Under SB 5227, each program, which will be developed within the college or university, must be “rooted in eliminating structural racism” while improving academic, social and health outcomes for students, especially those from historically marginalized communities.

At least 80% of each school’s faculty and staff must complete the training every two years. The schools must also conduct a “campus climate assessment” at least every five years, which school leaders can use to inform the trainings.

Trainings for faculty and staff will begin in the 2022-23 academic year, and beginning in the 2024-25 academic year, all students must also participate in the trainings.

Senate Bill 5228: Health equity

The University of Washington and Washington State University, which house the state’s two public medical schools, will be required to address cultural and racial differences in health care in their teachings. The legislation aims to prepare students to “understand and counteract racism and implicit bias in health care,” the legislation says. According to the state Department of Health, many communities in Washington face health inequities because of their race, culture, identity or where they live.

UW and WSU must develop a health equity curriculum by the start of 2023. Once the curriculum is in place, students must complete a course before they graduate.

According to the bill, topics in the curriculum could include strategies for recognizing patterns of health care disparities, intercultural communication skills training, historical examples of medical and public health racism and implicit bias training.

House Bill 1028: Teaching assessments

This bill eliminates a standardized assessment for student teachers called the edTPA — the educative Teacher Performance Assessment — which all students must pass before they can receive their teaching certification. Critics of the test, which is administered by private education corporation Pearson, have said it’s expensive, too lengthy and unnecessary, given other state and national standards.

The bill instead focuses on adopting a different set of knowledge, skill and performance standards, which will be “evidence-based, measureable, meaningful and documented.”

Senate Bill 5030: Counseling programs

Each K-12 school district must develop and implement a plan for a comprehensive school counseling program by the start of the 2022-23 academic year. The program must be based on state and national counselor frameworks, and will provide a process for identifying student needs through data analysis.

Because sometimes school counselors are assigned to other duties, like playground watch or data entry, the bill also mandates programs allocate at least 80% of counselors’ time to specific counseling work, including guiding students in academic opportunities, career planning or social-emotional learning. Another bill adds half a counselor position to every high-poverty school.
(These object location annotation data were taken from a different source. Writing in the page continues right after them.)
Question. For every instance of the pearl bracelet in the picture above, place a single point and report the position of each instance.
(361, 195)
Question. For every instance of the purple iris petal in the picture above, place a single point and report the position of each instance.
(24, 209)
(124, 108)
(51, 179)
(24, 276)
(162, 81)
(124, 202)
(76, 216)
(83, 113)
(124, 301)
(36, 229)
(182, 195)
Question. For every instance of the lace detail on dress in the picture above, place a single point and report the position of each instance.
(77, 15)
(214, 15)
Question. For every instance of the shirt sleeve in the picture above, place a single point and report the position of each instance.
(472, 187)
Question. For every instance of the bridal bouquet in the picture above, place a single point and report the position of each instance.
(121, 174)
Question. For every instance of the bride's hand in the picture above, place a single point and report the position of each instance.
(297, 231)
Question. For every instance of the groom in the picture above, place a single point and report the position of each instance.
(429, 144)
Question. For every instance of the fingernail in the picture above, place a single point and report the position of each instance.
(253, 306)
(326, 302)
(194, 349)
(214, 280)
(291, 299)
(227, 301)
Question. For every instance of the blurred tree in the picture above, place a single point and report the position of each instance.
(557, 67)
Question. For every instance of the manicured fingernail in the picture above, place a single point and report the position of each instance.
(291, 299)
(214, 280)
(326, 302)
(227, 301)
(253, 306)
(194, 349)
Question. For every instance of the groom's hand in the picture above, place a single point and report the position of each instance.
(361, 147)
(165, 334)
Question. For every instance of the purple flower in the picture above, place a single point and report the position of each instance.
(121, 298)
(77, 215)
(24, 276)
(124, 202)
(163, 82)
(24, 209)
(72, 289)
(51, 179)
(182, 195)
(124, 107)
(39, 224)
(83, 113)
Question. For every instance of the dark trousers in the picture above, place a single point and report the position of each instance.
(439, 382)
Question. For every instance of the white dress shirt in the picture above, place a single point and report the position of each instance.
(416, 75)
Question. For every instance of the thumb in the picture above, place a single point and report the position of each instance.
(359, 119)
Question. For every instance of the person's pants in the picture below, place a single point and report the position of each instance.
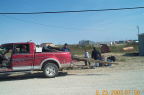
(96, 64)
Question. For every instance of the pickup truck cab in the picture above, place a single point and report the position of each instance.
(19, 57)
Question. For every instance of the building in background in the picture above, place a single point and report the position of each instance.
(141, 44)
(47, 44)
(86, 43)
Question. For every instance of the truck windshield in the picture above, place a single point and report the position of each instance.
(5, 48)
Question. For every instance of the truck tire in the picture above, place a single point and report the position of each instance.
(50, 70)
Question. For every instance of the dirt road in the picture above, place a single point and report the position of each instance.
(127, 76)
(73, 84)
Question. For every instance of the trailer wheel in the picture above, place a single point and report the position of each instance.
(50, 70)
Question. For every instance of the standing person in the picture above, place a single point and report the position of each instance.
(65, 48)
(86, 56)
(96, 56)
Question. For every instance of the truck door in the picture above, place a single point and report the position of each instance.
(22, 59)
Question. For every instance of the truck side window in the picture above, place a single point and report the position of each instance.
(21, 49)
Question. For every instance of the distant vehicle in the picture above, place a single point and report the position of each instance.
(121, 42)
(14, 59)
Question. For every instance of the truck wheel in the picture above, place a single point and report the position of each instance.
(50, 70)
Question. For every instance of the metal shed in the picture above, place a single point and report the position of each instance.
(141, 44)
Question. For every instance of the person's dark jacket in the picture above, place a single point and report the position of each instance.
(96, 54)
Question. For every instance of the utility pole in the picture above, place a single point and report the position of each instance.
(138, 29)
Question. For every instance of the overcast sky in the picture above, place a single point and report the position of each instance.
(70, 27)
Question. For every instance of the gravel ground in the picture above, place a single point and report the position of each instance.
(128, 75)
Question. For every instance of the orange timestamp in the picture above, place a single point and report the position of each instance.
(119, 92)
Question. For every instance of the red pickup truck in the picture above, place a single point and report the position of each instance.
(19, 57)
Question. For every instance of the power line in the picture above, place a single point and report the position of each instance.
(77, 11)
(49, 25)
(61, 26)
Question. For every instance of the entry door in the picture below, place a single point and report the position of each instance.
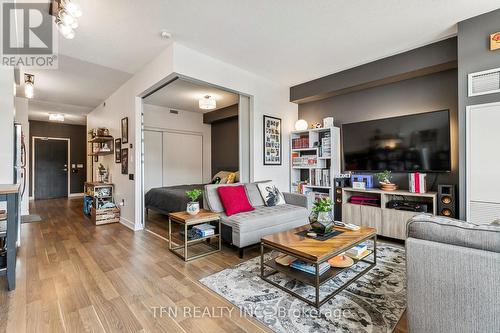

Other key legislation hits issues from health and wellness to additional learning assistance in schools, such as one that directs all public and private schools to provide free menstrual hygiene products in bathrooms, one that expands access to affordable child care for postsecondary students and one that mandates schools fix or replace fixtures that leach lead into water sources. Another new policy pushes youth detention and treatment facilities to improve their education programs, in hopes of boosting the facilities’ graduation numbers and curbing recidivism rates.

A few bills didn’t make it to Gov. Jay Inslee’s desk, including one that would have expanded eligibility for those applying to the Washington College Grant and another that would have allowed juniors and seniors to spend another year in high school, addressing learning losses and missed extracurricular opportunities because of the COVID-19 pandemic.